Do you think about what you are not passing on if you don’t have children? Please share in the comments.


5 thoughts on “With no kids, the buck teeth stop here

  1. My first niece was born blind in one eye. It is a nerve issue and nothing will fix it, so she will forever be blind in one eye. My second niece was born with Torticollis and spent the first two years of her life in Physical Therapy trying to reshape her skull. When she finally was discharged, her head was close to being a normal shape, however her one ear was substantially lower than the other and they both stuck out like an elf. She never wore a ponytail as a little girl as other kids would question or make fun of her. She ended up having surgery to correct the ears. Her parents’ insurance would not pay a penny of the surgery because they viewed it as cosmetic, so they went into debt. My third niece was diagnosed with Type 1 Diabetes at age 6 and that family’s lives have never been the same. So for me to think if I did have a child that it would turn out perfect and healthy is a pretty big stretch and that’s not including all the drunks and drug addicts on both sides of our family. As much as I regret never having children, I can’t help but think that its true when people say, “God won’t give you more than you can handle.”

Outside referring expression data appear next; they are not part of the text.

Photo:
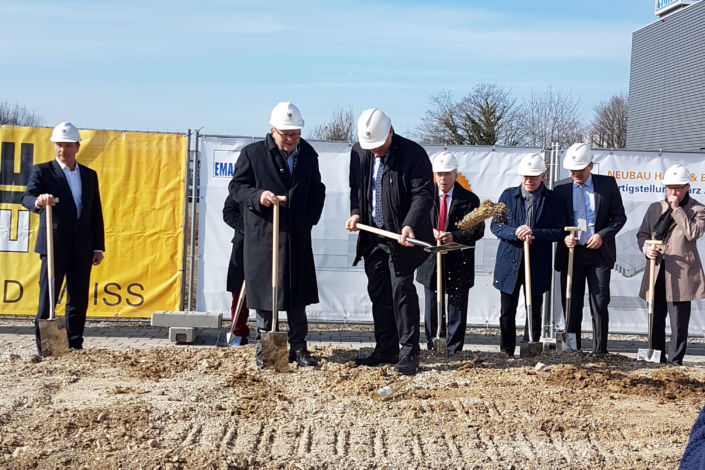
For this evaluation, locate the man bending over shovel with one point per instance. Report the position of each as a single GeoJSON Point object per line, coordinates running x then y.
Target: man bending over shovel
{"type": "Point", "coordinates": [452, 203]}
{"type": "Point", "coordinates": [283, 164]}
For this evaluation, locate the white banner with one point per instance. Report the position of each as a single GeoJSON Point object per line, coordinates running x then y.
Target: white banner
{"type": "Point", "coordinates": [638, 176]}
{"type": "Point", "coordinates": [342, 288]}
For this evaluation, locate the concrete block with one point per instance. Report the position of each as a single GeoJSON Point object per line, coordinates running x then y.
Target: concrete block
{"type": "Point", "coordinates": [187, 319]}
{"type": "Point", "coordinates": [180, 334]}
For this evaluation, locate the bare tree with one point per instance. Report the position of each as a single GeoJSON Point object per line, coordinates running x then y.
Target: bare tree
{"type": "Point", "coordinates": [486, 116]}
{"type": "Point", "coordinates": [550, 116]}
{"type": "Point", "coordinates": [340, 127]}
{"type": "Point", "coordinates": [442, 123]}
{"type": "Point", "coordinates": [609, 129]}
{"type": "Point", "coordinates": [17, 115]}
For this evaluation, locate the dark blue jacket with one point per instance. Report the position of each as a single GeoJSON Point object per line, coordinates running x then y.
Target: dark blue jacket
{"type": "Point", "coordinates": [548, 228]}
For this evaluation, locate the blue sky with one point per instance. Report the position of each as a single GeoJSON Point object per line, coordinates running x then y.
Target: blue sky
{"type": "Point", "coordinates": [175, 65]}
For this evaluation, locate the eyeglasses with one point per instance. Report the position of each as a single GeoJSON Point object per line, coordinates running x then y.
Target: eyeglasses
{"type": "Point", "coordinates": [677, 188]}
{"type": "Point", "coordinates": [288, 135]}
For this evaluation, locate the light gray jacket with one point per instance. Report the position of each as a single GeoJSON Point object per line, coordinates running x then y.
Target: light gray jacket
{"type": "Point", "coordinates": [685, 279]}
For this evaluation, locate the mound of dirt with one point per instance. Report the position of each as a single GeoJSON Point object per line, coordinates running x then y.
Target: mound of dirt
{"type": "Point", "coordinates": [187, 407]}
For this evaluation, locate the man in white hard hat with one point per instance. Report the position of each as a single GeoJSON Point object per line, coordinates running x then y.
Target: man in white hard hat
{"type": "Point", "coordinates": [283, 164]}
{"type": "Point", "coordinates": [451, 204]}
{"type": "Point", "coordinates": [391, 187]}
{"type": "Point", "coordinates": [595, 206]}
{"type": "Point", "coordinates": [678, 220]}
{"type": "Point", "coordinates": [79, 238]}
{"type": "Point", "coordinates": [537, 214]}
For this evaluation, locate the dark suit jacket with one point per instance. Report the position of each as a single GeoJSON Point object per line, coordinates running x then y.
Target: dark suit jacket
{"type": "Point", "coordinates": [458, 266]}
{"type": "Point", "coordinates": [407, 196]}
{"type": "Point", "coordinates": [548, 227]}
{"type": "Point", "coordinates": [82, 235]}
{"type": "Point", "coordinates": [236, 269]}
{"type": "Point", "coordinates": [609, 216]}
{"type": "Point", "coordinates": [260, 167]}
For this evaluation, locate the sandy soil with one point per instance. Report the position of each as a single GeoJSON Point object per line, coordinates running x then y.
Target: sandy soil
{"type": "Point", "coordinates": [206, 407]}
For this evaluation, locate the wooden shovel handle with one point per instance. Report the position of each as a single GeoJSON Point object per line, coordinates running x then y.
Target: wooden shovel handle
{"type": "Point", "coordinates": [275, 264]}
{"type": "Point", "coordinates": [527, 290]}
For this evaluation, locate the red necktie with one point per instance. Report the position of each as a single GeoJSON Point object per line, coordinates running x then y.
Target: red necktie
{"type": "Point", "coordinates": [442, 213]}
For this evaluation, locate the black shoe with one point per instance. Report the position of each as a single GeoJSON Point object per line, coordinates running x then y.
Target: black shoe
{"type": "Point", "coordinates": [302, 357]}
{"type": "Point", "coordinates": [258, 355]}
{"type": "Point", "coordinates": [376, 359]}
{"type": "Point", "coordinates": [407, 365]}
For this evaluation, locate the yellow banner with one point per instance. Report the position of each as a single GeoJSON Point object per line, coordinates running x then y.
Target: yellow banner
{"type": "Point", "coordinates": [142, 188]}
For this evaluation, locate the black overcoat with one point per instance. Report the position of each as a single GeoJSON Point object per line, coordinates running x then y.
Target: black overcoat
{"type": "Point", "coordinates": [458, 266]}
{"type": "Point", "coordinates": [261, 166]}
{"type": "Point", "coordinates": [407, 196]}
{"type": "Point", "coordinates": [236, 271]}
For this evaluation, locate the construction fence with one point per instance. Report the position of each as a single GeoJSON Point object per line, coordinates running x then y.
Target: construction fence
{"type": "Point", "coordinates": [156, 259]}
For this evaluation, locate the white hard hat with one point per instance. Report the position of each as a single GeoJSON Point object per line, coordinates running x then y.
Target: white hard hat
{"type": "Point", "coordinates": [65, 132]}
{"type": "Point", "coordinates": [373, 128]}
{"type": "Point", "coordinates": [577, 157]}
{"type": "Point", "coordinates": [676, 175]}
{"type": "Point", "coordinates": [532, 165]}
{"type": "Point", "coordinates": [286, 116]}
{"type": "Point", "coordinates": [444, 161]}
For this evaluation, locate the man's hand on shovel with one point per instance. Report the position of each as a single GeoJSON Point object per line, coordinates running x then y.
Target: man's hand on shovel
{"type": "Point", "coordinates": [406, 232]}
{"type": "Point", "coordinates": [524, 233]}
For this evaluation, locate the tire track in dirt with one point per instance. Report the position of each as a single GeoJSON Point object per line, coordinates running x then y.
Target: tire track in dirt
{"type": "Point", "coordinates": [229, 438]}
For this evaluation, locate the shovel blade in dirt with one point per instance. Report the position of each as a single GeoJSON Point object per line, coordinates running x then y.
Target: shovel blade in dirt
{"type": "Point", "coordinates": [440, 347]}
{"type": "Point", "coordinates": [231, 339]}
{"type": "Point", "coordinates": [648, 355]}
{"type": "Point", "coordinates": [527, 349]}
{"type": "Point", "coordinates": [570, 342]}
{"type": "Point", "coordinates": [274, 351]}
{"type": "Point", "coordinates": [52, 334]}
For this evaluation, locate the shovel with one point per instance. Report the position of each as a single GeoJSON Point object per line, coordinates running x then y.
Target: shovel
{"type": "Point", "coordinates": [439, 344]}
{"type": "Point", "coordinates": [231, 338]}
{"type": "Point", "coordinates": [274, 353]}
{"type": "Point", "coordinates": [52, 332]}
{"type": "Point", "coordinates": [651, 354]}
{"type": "Point", "coordinates": [426, 246]}
{"type": "Point", "coordinates": [569, 339]}
{"type": "Point", "coordinates": [531, 348]}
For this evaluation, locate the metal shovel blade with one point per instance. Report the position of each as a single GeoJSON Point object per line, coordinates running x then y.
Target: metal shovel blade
{"type": "Point", "coordinates": [53, 337]}
{"type": "Point", "coordinates": [440, 346]}
{"type": "Point", "coordinates": [570, 342]}
{"type": "Point", "coordinates": [648, 355]}
{"type": "Point", "coordinates": [527, 349]}
{"type": "Point", "coordinates": [233, 340]}
{"type": "Point", "coordinates": [274, 351]}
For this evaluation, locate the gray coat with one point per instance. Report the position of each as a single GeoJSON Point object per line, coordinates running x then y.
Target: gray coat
{"type": "Point", "coordinates": [685, 279]}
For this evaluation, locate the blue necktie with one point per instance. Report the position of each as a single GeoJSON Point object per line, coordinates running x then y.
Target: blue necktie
{"type": "Point", "coordinates": [581, 215]}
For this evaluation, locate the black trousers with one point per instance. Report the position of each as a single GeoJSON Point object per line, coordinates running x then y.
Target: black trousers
{"type": "Point", "coordinates": [507, 316]}
{"type": "Point", "coordinates": [395, 305]}
{"type": "Point", "coordinates": [590, 267]}
{"type": "Point", "coordinates": [298, 326]}
{"type": "Point", "coordinates": [77, 271]}
{"type": "Point", "coordinates": [679, 313]}
{"type": "Point", "coordinates": [456, 315]}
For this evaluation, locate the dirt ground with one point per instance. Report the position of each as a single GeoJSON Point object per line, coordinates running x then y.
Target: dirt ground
{"type": "Point", "coordinates": [208, 407]}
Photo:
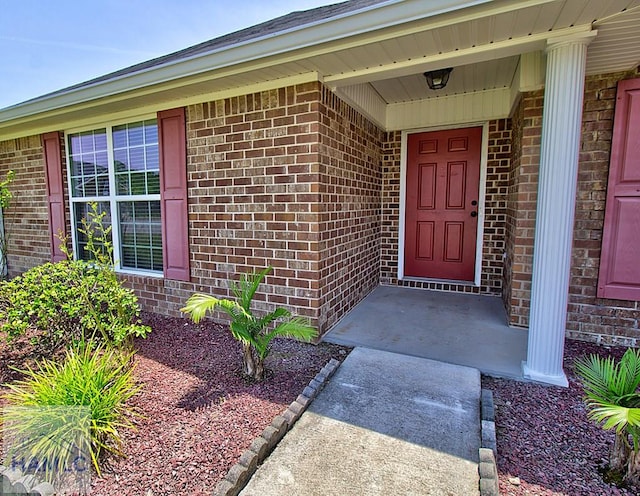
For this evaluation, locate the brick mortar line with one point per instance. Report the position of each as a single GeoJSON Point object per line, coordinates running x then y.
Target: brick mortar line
{"type": "Point", "coordinates": [240, 474]}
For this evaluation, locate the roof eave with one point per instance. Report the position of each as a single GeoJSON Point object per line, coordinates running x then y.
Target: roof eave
{"type": "Point", "coordinates": [371, 18]}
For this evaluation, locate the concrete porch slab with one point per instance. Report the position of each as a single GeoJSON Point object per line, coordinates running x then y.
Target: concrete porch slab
{"type": "Point", "coordinates": [385, 424]}
{"type": "Point", "coordinates": [456, 328]}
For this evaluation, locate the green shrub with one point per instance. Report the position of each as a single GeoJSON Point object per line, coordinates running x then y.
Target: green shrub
{"type": "Point", "coordinates": [74, 300]}
{"type": "Point", "coordinates": [100, 380]}
{"type": "Point", "coordinates": [70, 300]}
{"type": "Point", "coordinates": [254, 332]}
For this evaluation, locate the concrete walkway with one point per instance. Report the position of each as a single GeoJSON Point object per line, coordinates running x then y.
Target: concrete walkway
{"type": "Point", "coordinates": [462, 329]}
{"type": "Point", "coordinates": [385, 424]}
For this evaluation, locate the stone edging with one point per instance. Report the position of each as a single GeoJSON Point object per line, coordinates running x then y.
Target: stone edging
{"type": "Point", "coordinates": [487, 467]}
{"type": "Point", "coordinates": [239, 475]}
{"type": "Point", "coordinates": [16, 482]}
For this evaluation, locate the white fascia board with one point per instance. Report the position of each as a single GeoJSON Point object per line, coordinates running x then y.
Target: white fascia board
{"type": "Point", "coordinates": [480, 53]}
{"type": "Point", "coordinates": [373, 18]}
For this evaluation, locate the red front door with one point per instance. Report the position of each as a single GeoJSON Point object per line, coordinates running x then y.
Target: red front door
{"type": "Point", "coordinates": [441, 222]}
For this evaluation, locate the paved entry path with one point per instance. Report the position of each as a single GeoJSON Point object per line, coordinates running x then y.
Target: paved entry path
{"type": "Point", "coordinates": [385, 424]}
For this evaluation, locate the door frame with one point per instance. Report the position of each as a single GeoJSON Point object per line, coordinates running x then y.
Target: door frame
{"type": "Point", "coordinates": [481, 198]}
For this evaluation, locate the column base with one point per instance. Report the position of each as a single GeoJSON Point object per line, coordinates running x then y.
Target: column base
{"type": "Point", "coordinates": [533, 375]}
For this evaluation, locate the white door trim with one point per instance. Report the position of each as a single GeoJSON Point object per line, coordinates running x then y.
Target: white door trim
{"type": "Point", "coordinates": [481, 195]}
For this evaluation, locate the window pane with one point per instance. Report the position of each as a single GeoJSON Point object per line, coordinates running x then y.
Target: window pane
{"type": "Point", "coordinates": [138, 186]}
{"type": "Point", "coordinates": [136, 151]}
{"type": "Point", "coordinates": [140, 239]}
{"type": "Point", "coordinates": [136, 134]}
{"type": "Point", "coordinates": [81, 211]}
{"type": "Point", "coordinates": [89, 163]}
{"type": "Point", "coordinates": [122, 184]}
{"type": "Point", "coordinates": [153, 183]}
{"type": "Point", "coordinates": [120, 137]}
{"type": "Point", "coordinates": [150, 132]}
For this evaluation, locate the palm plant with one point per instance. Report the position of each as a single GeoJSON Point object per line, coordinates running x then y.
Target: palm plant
{"type": "Point", "coordinates": [611, 395]}
{"type": "Point", "coordinates": [254, 332]}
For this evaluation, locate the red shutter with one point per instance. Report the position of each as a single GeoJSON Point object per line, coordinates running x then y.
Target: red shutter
{"type": "Point", "coordinates": [173, 193]}
{"type": "Point", "coordinates": [55, 192]}
{"type": "Point", "coordinates": [619, 276]}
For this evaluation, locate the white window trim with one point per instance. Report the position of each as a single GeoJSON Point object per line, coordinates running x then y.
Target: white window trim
{"type": "Point", "coordinates": [112, 198]}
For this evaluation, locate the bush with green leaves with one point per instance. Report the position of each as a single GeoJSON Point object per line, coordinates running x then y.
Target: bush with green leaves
{"type": "Point", "coordinates": [85, 396]}
{"type": "Point", "coordinates": [613, 399]}
{"type": "Point", "coordinates": [73, 299]}
{"type": "Point", "coordinates": [255, 332]}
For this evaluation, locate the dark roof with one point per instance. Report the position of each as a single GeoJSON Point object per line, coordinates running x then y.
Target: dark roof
{"type": "Point", "coordinates": [294, 20]}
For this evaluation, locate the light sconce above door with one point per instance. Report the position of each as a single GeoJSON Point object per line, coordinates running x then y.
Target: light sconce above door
{"type": "Point", "coordinates": [438, 79]}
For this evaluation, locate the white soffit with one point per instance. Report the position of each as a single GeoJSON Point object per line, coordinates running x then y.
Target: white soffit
{"type": "Point", "coordinates": [617, 46]}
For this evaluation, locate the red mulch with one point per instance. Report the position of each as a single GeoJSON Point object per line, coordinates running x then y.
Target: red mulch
{"type": "Point", "coordinates": [546, 444]}
{"type": "Point", "coordinates": [199, 413]}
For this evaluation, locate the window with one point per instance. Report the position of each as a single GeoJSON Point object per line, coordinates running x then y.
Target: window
{"type": "Point", "coordinates": [118, 167]}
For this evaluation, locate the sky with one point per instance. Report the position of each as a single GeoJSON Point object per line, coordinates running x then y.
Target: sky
{"type": "Point", "coordinates": [48, 45]}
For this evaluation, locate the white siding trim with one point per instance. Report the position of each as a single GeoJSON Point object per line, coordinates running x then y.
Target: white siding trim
{"type": "Point", "coordinates": [450, 111]}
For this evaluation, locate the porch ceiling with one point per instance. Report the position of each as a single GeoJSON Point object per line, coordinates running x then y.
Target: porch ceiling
{"type": "Point", "coordinates": [481, 40]}
{"type": "Point", "coordinates": [484, 52]}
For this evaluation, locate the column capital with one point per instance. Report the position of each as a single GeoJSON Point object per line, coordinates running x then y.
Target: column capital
{"type": "Point", "coordinates": [582, 38]}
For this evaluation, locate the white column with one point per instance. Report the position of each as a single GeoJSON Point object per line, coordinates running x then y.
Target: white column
{"type": "Point", "coordinates": [559, 148]}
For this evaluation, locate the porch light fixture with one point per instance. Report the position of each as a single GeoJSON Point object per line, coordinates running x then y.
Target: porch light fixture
{"type": "Point", "coordinates": [438, 79]}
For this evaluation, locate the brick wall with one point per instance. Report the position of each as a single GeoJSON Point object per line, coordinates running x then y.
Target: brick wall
{"type": "Point", "coordinates": [589, 317]}
{"type": "Point", "coordinates": [522, 187]}
{"type": "Point", "coordinates": [495, 205]}
{"type": "Point", "coordinates": [288, 178]}
{"type": "Point", "coordinates": [390, 208]}
{"type": "Point", "coordinates": [26, 220]}
{"type": "Point", "coordinates": [252, 176]}
{"type": "Point", "coordinates": [349, 208]}
{"type": "Point", "coordinates": [498, 158]}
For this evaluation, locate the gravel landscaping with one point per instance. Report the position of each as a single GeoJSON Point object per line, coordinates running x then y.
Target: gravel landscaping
{"type": "Point", "coordinates": [199, 414]}
{"type": "Point", "coordinates": [546, 444]}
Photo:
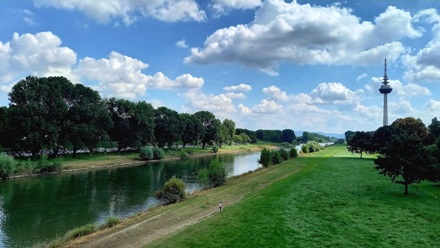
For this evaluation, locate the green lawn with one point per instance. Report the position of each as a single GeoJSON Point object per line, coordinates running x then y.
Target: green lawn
{"type": "Point", "coordinates": [336, 200]}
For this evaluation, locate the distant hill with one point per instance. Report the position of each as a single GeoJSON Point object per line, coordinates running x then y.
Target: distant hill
{"type": "Point", "coordinates": [335, 135]}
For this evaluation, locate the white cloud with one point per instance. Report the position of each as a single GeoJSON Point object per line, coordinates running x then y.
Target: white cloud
{"type": "Point", "coordinates": [181, 44]}
{"type": "Point", "coordinates": [240, 87]}
{"type": "Point", "coordinates": [234, 95]}
{"type": "Point", "coordinates": [334, 93]}
{"type": "Point", "coordinates": [117, 76]}
{"type": "Point", "coordinates": [306, 34]}
{"type": "Point", "coordinates": [275, 93]}
{"type": "Point", "coordinates": [223, 6]}
{"type": "Point", "coordinates": [39, 54]}
{"type": "Point", "coordinates": [128, 11]}
{"type": "Point", "coordinates": [185, 81]}
{"type": "Point", "coordinates": [267, 107]}
{"type": "Point", "coordinates": [220, 105]}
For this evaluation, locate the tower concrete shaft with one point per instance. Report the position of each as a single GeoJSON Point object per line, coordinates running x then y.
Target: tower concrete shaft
{"type": "Point", "coordinates": [385, 89]}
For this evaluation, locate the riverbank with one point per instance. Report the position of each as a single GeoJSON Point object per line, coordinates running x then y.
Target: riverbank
{"type": "Point", "coordinates": [329, 198]}
{"type": "Point", "coordinates": [104, 161]}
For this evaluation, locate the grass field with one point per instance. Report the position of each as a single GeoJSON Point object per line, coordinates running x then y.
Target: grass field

  2. It’s interesting because I often think that my path to not having children may have been a blessing in disguise. A few years after it became clear that my husband and I were not going to have a child together, I learned that I have a condition called Cavernous Angiomas. In short, it is a condition in my brain where I can have bleeding on the brain or even worse, a stroke. It is a rare disorder, and I am still not sure if it is genetic or not. I have heard two important things. One is that it could cause a problem for myself during delivery of a child. The second and even more important is that it could be passed down genetically. I would have felt beyond horrible if I had passed this condition down to our child. I have three angiomas and have thankfully been lucky, having only mild to few symptoms, but it does not mean that our never-to-have-been-born child could have been as lucky. So many people believe that when they have children, they will be born perfect and healthy. Most are, but there are many that are not.


  3. Yes I think this. It helps me rationalise childlessness, to some extent. My mum is bipolar. It was first triggered when she was post-natal after having me. Physically, mentally and emotionally, I am more like my Dad, but I do wonder if it could have triggered in me if I’d had a child. Or if a child of mine might have had it.

    I can also relate to what your speaker who was adopted said. My parents and cousins are my closest blood relatives. We live 100 miles from them, seeing them every two months or so. I spend most of my life surrounded by my husband’s family, who all look similar to one another. I am often in a room with their wider family and find myself thinking, I am the only person in this room with no blood tie to anybody else. I feel like an oddity amongst them.